Not the sexiest of all automotive parts, the Pitman Arm, named after railroad engineer George Pitman, is tasked with steering your car. The Pitman takes the circular motion generated by the sector shaft and converts it so that it can be used to turn the wheels. The Pitman arm, supported by the sector arm, is attached directly to the steering gearbox.
The Pitman Arm needs regular maintenance. If it receives that maintenance, it will easily last the life of your car. However, if you fail to give it regular maintenance, you will find that between 30,000 and 50,000 miles, your car's steering will falter. To prevent this, vehicle owners should have their Pitman Arm inspected regularly. A six-month inspection of the steering gear is more than adequate for most driving.
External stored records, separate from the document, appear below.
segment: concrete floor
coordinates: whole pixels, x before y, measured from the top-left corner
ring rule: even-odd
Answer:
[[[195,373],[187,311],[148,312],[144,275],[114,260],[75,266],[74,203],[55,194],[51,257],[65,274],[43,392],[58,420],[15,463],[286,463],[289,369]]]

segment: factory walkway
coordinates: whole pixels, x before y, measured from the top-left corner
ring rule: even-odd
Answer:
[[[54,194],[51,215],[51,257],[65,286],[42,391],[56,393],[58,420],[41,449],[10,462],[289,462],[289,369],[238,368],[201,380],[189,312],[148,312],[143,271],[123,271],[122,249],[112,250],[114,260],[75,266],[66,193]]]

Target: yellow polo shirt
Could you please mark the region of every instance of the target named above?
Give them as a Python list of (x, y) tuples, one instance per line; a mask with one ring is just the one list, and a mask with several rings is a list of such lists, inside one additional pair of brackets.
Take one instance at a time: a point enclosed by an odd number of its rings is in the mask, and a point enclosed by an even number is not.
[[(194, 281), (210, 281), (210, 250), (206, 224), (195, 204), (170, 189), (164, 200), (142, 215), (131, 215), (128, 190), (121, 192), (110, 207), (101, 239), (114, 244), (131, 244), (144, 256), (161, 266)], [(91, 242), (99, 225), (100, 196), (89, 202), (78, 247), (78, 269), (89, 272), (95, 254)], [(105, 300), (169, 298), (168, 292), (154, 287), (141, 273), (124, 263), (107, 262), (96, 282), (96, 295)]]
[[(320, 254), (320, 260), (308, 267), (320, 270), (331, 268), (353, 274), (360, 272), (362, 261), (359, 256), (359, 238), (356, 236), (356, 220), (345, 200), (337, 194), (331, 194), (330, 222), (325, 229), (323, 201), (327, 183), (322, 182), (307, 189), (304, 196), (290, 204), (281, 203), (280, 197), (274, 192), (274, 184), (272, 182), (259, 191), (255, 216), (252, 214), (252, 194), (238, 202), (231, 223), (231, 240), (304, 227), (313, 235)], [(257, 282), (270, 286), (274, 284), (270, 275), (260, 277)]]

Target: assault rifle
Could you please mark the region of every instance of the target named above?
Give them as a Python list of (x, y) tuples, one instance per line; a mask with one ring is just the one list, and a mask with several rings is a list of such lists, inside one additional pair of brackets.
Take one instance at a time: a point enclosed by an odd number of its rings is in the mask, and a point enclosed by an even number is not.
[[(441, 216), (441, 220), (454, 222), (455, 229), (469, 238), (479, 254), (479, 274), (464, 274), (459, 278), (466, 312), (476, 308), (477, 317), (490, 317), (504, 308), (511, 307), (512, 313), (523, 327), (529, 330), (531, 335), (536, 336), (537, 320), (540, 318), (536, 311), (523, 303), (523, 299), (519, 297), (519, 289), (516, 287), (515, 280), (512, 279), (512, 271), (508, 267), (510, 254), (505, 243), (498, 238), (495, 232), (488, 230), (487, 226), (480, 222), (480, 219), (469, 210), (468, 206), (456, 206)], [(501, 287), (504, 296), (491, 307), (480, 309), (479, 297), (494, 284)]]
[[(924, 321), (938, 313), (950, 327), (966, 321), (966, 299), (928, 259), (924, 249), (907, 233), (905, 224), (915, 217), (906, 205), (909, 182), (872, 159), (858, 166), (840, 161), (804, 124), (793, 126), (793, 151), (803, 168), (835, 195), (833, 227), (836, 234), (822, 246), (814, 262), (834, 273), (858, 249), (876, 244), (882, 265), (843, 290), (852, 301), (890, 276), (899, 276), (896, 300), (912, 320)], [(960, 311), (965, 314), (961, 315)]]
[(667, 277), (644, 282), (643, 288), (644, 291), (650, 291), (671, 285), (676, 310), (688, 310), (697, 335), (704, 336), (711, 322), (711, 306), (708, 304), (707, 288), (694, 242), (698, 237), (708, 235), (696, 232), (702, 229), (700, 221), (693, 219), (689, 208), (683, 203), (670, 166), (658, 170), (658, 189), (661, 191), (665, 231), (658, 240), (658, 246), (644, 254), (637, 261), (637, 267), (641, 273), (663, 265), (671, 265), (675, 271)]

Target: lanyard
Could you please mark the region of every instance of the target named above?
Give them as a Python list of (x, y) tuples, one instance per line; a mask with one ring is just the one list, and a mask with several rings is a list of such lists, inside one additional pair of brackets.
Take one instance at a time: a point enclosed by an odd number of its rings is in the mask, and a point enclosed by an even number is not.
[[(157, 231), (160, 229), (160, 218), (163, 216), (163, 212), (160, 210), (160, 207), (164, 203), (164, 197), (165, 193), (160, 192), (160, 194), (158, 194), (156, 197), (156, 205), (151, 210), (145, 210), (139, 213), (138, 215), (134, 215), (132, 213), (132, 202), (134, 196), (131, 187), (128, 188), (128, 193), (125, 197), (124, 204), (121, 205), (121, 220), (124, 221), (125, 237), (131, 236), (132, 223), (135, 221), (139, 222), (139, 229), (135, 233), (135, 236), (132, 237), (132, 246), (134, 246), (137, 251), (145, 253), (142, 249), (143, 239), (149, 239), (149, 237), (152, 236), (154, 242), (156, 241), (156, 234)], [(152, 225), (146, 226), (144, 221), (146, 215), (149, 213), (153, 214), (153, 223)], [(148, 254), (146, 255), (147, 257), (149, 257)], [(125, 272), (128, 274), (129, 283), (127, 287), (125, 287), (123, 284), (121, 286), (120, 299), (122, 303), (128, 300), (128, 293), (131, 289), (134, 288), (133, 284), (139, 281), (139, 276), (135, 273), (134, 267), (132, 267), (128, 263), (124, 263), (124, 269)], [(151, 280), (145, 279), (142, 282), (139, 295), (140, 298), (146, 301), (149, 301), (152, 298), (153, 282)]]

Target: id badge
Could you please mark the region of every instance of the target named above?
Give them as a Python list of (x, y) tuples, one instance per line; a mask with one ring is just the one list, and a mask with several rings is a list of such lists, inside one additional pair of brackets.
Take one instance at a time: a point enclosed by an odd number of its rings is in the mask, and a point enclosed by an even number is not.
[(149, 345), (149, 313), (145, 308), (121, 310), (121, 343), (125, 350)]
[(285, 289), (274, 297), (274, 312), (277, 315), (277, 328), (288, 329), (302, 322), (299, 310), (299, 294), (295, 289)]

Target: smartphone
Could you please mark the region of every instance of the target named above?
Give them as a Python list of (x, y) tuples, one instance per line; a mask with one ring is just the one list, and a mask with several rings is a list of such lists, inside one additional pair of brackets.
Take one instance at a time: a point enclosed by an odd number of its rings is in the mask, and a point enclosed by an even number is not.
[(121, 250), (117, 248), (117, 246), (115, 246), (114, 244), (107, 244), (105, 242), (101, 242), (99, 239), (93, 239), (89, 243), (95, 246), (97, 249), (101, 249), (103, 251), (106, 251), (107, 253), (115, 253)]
However, if you drive in rough, rocky, off-road or other harsh conditions, the Pitman Arm will deteriorate quickly. It is wise to have it inspected, and replaced, if need be, on a three-month basis if this is the case. This may seem drastic, but remember that if your car's front wheels are taking a pounding, the Pitman Arm, as it sits on the steering gearbox, does too.
If you fail to follow the service recommendations in your owner's manual, you run the very real risk of losing steering control due to Pitman Arm failure. When the Pitman Arm fails, there is no longer a connection between the sector shaft and the wheels. When that direct connection is lost, you lose the ability to steer, which can result in dangerous consequences.